A librarian noticing that the young people were reading low grade novels, pasted on the inside of the front and back covers of these books a statement to this effect: "Other books of this type are — —." Here she gave the names of three or four works of fiction, being careful to mention books of a little better grade than the one in which the notice appeared. In a short time the young patrons of the public library were reading a better grade of books. The process was repeated, with the result that in a year's time the librarian had changed the type of fiction reading in her library.

A merchant, having too many slow-pay customers, offered prizes for the best essays on the subject: "How to collect poor accounts." Considerable talk developed on the subject of long-term credit. As a result, the merchant was saved from bankruptcy.

In a given public school, prejudice had developed against a few Japanese and Chinese children who were in attendance. The teacher announced a debate upon the subject: Resolved that China has advanced further democratically in the last ten years than Japan. She appointed three children on each side of the question and asked one-half of the room to gather information for the affirmative debaters and the other half to work for the negative speakers. All the pupils fell to studying about the peoples of China and Japan and the struggle to secure democracy in each of these countries. By the day of the debate, marked interest in and sympathy for both the Chinese and the Japan-

(122) -ese had developed. As a result of this use of indirect suggestion, the teacher experienced no further trouble because of race prejudice.

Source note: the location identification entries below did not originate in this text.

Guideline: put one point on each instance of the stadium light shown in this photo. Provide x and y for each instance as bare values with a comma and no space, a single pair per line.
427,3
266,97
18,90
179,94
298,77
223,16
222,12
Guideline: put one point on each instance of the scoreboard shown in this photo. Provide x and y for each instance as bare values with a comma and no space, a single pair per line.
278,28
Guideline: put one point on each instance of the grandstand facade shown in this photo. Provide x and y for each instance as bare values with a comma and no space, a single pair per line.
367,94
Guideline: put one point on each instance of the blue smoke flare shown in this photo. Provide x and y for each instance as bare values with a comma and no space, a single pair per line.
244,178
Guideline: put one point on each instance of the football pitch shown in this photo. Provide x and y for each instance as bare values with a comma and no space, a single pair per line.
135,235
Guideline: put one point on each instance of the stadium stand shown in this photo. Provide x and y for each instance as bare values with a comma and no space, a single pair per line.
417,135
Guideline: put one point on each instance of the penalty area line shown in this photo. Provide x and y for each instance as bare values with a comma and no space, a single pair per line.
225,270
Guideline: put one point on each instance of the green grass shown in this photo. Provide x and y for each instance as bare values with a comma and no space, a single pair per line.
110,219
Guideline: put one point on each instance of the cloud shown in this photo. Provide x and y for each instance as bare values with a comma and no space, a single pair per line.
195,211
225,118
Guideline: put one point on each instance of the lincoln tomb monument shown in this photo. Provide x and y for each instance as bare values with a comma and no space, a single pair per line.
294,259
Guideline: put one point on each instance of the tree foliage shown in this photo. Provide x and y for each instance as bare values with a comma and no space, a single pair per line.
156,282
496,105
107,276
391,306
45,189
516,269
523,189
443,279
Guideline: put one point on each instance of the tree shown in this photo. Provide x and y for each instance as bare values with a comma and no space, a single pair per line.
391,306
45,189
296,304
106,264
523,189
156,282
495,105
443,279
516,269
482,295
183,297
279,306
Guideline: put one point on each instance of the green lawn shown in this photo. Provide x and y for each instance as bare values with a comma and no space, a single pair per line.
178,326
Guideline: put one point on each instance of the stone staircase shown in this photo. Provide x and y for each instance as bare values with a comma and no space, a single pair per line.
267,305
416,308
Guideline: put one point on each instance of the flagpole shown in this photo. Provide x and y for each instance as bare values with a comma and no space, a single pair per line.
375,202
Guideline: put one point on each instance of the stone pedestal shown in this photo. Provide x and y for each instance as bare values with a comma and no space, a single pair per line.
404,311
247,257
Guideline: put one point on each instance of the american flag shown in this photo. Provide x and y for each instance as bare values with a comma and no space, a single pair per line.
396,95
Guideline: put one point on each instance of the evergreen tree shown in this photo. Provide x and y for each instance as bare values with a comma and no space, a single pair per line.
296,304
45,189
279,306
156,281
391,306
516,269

The powerful character of indirect suggestion has been proved countless times. By its use strong-minded and well-trained persons have been misled. At Camp Forrest, Georgia, the men were lined up one day before a row of trenches with their gas masks, which were to be tested, in an alert position. At the sound of the klaxon, guns were fired, and shells exploded. The men had to put on their gas masks and to stand around until the smoke passed over. Presently several of the men in order gained the attention of the instructors, and observed that they could smell gas and that the masks were leaking. In a few minutes when the men were permitted to remove their masks, they learned to their chagrin that there had been no gas at all. As in this case, many of the fears of every-day life are ungrounded—the product of indirect suggestion.

The unlearned, especially, need to be on their guard against indirect suggestion. An immigrant of several years standing opened a banking business in a Pennsylvania town. For a time he had little patronage from the new, incoming aliens of his race. Presently he purchased a large safe and put it in the show window. At once the money on deposit increased rapidly —not because he had proved himself an honest banker, but for the reason that he had a reliable-appearing safe.

Boys often wield a strong influence over their younger comrades by indirect suggestion. Mark

(123) Twain has revealed this situation perfectly. For example, Tom Sawyer has the unpleasant, irksome job of whitewashing a fence. When a boy friend passes, Tom boasts of his ability to whitewash and deliberately daubs the fence. The sight causes the newcomer to challenge Tom, to seize the brush, and to exhibit his own skill. By this process the fence is whitewashed—with Tom looking on all the while. Tom had "elevated fence painting to the rank of the most popular sport in the home town," and on a day when fishing and swimming had been scheduled.

Children sometimes influence their elders through indirect suggestion. When George was visiting at the home of a playmate, the latter's mother removed a pan of hot cookies from the oven. George looked wistfully at the cookies and said: "My mother told me not to ask for anything." He received a cookie without asking.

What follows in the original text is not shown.